FECHAR

MedicinaNET

Home

Diretriz – Manejo das Complicações Agudas da Anemia Falciforme

Contexto Clínico

Novas abordagens clínicas e tratamentos aumentaram a sobrevida de pacientes com doença falciforme. Ainda assim, a média de vida destes pacientes continua a ser de duas a três décadas a menos que o restante da população. Essa menor expectativa de vida é em parte devido a complicações agudas da doença falciforme. A complicação mais comum são as crises álgicas, conhecidas também como crises vaso-oclusivas agudas.
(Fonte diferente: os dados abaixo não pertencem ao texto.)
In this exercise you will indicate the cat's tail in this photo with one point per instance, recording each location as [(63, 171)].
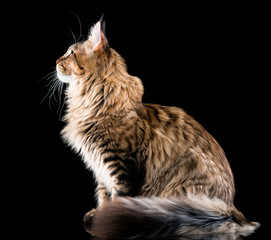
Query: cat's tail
[(157, 217)]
Uma crise álgica falciforme é definida como a dor resultante de isquemia do tecido causado por vaso-oclusão mais comumente ocorrendo em ossos e na medula óssea.

Além das crises álgicas, outras complicações agudas comuns da doença falciforme incluem febre relacionada a infecções, injúria renal aguda (IRA), complicações hepatobiliares, anemia aguda, crise de sequestro esplênico, síndrome torácica aguda, acidente vascular cerebral, priapismo e condições oculares agudas, tais como oclusão da artéria central da retina.

Esta parte das diretrizes em doença falciforme apresenta recomendações para a avaliação e gestão destas complicações agudas comuns da doença falciforme.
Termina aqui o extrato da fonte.